Amazing - markdown - good to know. thanks!
I didn't write the OpenCL version. I'm pretty sure it isn't doing 8x the amount of work. I assume one of the many glue functions is doing the math somewhere. Its not doing 8X the amount of work overall, its doing 8X the amount of work in a single kernel invocation. Specifically, it is doing 8 floats per kernel execution, whereas the metal kernel is doing a single float. This means for example when you submit in OpenCl in clEnqueueNDRangeKernel your work dimension is 8X smaller than in metal. This is way less kernel invocations, and so you are adding overhead in the metal code. Metal is never going to win under these circumstances. So to make them equivalent, you would need to do 8 x/y pairs in metal. Maybe an apple engineer can chime in here.
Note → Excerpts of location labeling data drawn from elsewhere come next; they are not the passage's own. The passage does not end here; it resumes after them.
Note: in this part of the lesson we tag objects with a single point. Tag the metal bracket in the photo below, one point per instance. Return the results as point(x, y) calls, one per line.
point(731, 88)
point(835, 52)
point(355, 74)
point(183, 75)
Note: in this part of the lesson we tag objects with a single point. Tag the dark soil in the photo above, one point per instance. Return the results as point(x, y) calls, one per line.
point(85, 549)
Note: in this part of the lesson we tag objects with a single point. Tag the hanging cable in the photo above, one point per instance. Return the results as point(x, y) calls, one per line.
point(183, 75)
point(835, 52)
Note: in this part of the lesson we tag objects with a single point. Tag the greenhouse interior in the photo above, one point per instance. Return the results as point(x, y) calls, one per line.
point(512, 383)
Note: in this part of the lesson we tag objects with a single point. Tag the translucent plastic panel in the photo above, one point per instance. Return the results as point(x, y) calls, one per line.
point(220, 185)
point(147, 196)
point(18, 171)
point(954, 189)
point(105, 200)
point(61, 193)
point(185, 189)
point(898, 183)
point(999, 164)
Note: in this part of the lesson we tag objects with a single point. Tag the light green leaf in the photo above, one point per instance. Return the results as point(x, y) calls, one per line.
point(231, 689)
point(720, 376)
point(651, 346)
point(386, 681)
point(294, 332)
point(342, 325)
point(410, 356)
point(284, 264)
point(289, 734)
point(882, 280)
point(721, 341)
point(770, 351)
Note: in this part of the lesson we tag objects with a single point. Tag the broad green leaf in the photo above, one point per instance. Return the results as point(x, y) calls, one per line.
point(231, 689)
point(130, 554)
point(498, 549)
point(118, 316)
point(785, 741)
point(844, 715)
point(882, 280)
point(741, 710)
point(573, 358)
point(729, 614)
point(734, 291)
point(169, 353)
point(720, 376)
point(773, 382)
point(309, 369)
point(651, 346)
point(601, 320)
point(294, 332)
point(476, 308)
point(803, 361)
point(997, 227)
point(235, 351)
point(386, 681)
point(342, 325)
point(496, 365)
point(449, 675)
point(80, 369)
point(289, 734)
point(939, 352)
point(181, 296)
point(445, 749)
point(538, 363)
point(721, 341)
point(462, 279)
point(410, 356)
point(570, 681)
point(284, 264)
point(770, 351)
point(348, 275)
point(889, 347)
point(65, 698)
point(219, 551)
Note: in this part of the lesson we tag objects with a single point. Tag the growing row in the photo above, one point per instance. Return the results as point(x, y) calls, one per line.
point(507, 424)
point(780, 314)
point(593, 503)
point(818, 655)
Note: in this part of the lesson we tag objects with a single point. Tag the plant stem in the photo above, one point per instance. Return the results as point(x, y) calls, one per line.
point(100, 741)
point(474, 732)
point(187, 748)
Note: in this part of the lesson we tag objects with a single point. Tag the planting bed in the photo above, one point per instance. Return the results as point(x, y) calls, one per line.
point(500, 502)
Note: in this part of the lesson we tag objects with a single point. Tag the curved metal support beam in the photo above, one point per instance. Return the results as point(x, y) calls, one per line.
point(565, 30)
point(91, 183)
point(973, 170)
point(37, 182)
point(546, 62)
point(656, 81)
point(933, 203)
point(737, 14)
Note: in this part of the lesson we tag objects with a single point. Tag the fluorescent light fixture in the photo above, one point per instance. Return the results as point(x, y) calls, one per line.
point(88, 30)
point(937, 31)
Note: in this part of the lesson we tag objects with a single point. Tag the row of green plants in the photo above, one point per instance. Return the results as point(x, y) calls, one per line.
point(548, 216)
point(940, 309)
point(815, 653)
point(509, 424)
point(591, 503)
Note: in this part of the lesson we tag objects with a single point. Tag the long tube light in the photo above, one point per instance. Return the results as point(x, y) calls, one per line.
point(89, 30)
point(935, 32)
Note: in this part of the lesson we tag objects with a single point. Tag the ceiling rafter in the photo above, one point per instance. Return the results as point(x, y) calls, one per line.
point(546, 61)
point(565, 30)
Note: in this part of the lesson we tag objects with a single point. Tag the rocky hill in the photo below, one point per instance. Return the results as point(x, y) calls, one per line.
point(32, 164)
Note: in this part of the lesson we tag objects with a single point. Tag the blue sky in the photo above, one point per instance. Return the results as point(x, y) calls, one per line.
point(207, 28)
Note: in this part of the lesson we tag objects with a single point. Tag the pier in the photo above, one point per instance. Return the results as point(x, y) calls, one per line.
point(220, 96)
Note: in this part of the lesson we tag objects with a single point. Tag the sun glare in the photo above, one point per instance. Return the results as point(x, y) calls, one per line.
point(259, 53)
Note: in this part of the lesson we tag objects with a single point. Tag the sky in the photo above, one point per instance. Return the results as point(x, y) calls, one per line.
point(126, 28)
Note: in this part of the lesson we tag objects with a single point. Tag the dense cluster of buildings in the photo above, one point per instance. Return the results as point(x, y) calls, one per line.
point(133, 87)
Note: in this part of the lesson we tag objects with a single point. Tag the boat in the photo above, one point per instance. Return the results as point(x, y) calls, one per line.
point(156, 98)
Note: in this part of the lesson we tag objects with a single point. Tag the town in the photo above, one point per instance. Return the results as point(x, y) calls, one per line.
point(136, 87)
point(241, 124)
Also, as I mentioned before, my SIMD and 3D experience predates Metal, OpenCL, and OpenGL. Most of the discussions involving Metal assume that someone is 1) writing a game, 2) has used Metal on iOS, 3) has used OpenGL or OpenCL, DirectX, etc. I don't meet any of those assumptions. For example, the word "global" doesn't appear in Apple's Metal Shading Language Specification. I know what it means in other contexts, but not here. I assume you mean it is the same as "device". For example, I do know what "shading" means in a 3D context, but I'm also pretty sure that I will never actually perform that operation. I have very specific goals for this project. Agreed. Metal documentation is assuming you know things. But partly this is because there is so much documentation out there on CUDA especially, and OpenCL to a much lesser degree. Once you get the big picture design principles on Metal as a system, and what's different compared to how you run things, it's really largely the same inside the actual kernels. And so many of the normal optimization tricks that are extensively discussed in CUDA land work (i.e. limiting number of kernel invocations, using shared memory, watching how you access memory). Apple calls the things different names (because they "think different" perhaps), but conceptually what they are is largely the same. So with memory - yes - global is device, const is constant, shared is threadgroup. How you use them is always dependent on the architecture to some degree, but mostly similar in concept. But even within device memory there are options, like private, managed, etc, these all have equivalents in OpenCL, and can make a huge difference depending on what you are doing, you just have to figure out the mapping between OpenCL and metal to be able to use them efficiently.
I only do compute with Metal, coming from OpenCL. I have found precision on float is identical to OpenCL (and equivalent to CPU float code), but you have to watch how you compile/write if you need highly precise float code. If you need double, you are indeed out of luck.
After you do the simple things (like increasing the amount of work per kernel, and using thread groups appropriately), that's when I typically look at GPU frame capture and take a look. For me the biggest help there is with register pressure inside a kernel which is hard for me to eyeball.